Prende l’uomo di maggiore qualità , l’uruguaiano Ruben Sosa, arrivato quasi per caso, e gli costruisce attorno la squadra fino a trovare la quadratura giusta grazie alla quale spaventa l’invincibile Milan di Capello, arrivando quasi a soffiargli il titolo. Recupera 11 punti ai cugini rossoneri, ma non basta. Alla fine risultano decisivi i due derby finiti entrambi in parità e il Milan è campione d’Italia. La stagione successiva è sfortunata e Bagnoli lascia alla quinta di ritorno dopo la sconfitta interna con la Lazio. Al suo posto arriva Gianpiero Marini. Pur non avendo vinto nulla, in un periodo comunque complicato per l’Inter, resta il ricordo dello spessore umano e professionale, certificato da quel soprannome tramandato di generazione in generazione: il mago della Bovisa.
Parlando di uno dei più grandi flop della storia nerazzurra, l’attaccante macedone Darko Pančev, dice che con lui ci vuole pazienza e poi aggiunge: “Ma io sono della Bovisa e non sono mica un pirla”. Tutt’altro. Gianni Brera lo definisce Schopenhauer, come il grande filosofo tedesco. Educato e rispettoso, ma dal carattere genuino, mette il lavoro al primo posto e ha la capacità di tirar fuori da uno spogliatoio un gruppo compatto orientato verso un obiettivo preciso. Come fa quando approda all’Inter che viene da una stagione interlocutoria chiusa all’ottavo posto e scarsa di soddisfazioni.

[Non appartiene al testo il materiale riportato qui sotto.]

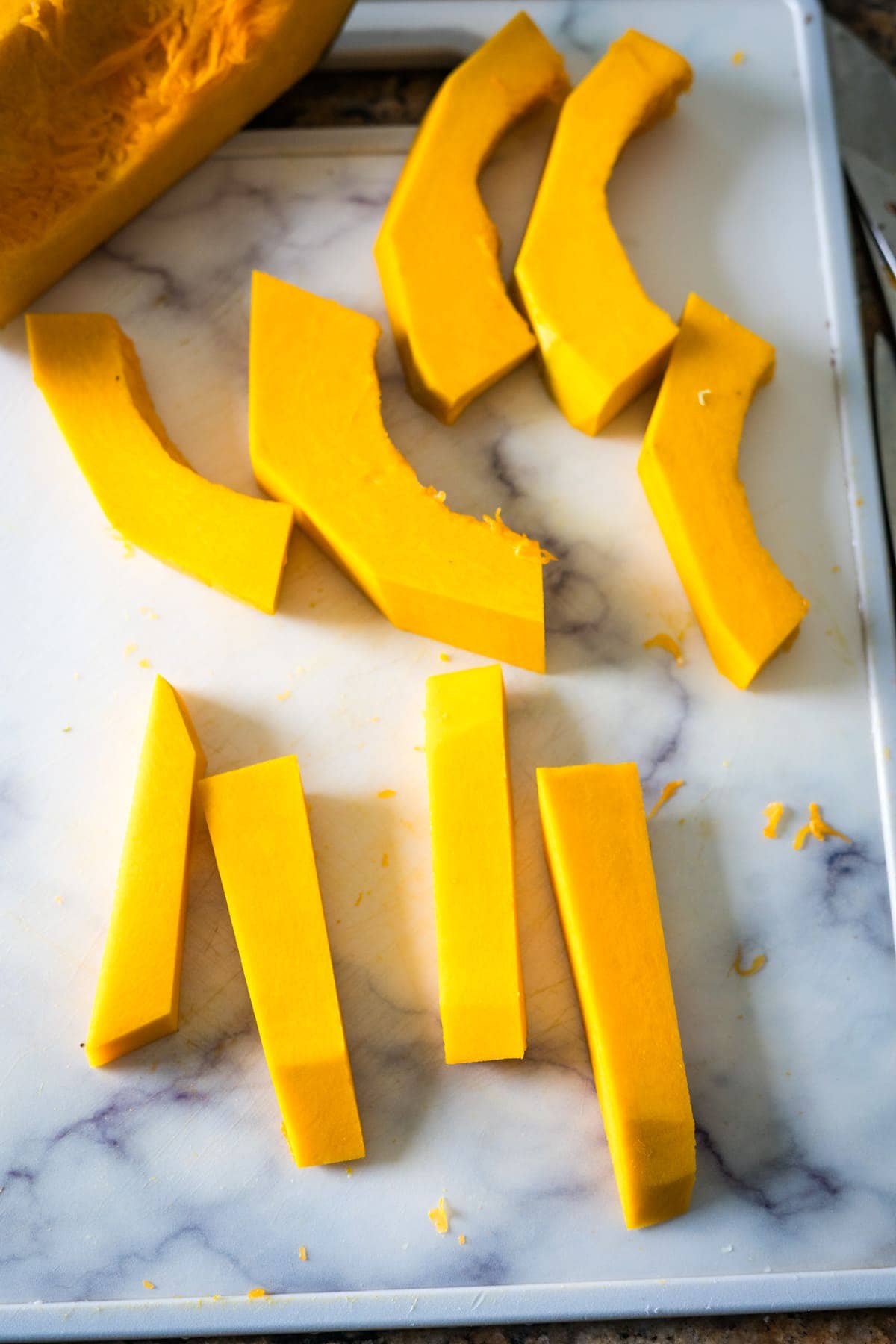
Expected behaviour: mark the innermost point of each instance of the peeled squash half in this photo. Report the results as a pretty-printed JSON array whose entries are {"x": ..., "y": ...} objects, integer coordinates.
[{"x": 104, "y": 104}]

Forse non tutti sanno che prima di Josè Mourinho, c’è stato un altro allenatore nella storia nerazzurra che ha coniato l’espressione “io non sono un pirla”. Soprannominato il “mago della Bovisa”, oltre che per la sua provenienza, anche e soprattutto per lo scudetto dei miracoli conquistato con il Verona nel 1985, Osvaldo Bagnoli ha guidato l’Inter per quasi due stagioni, dal 1992 al 1994, riaccendendo quello spirito operaio e infaticabile tipico della periferia milanese. E, probabilmente, non c’è nulla come quella frase, ripresa anni dopo dallo Special One, che possa descriverlo meglio.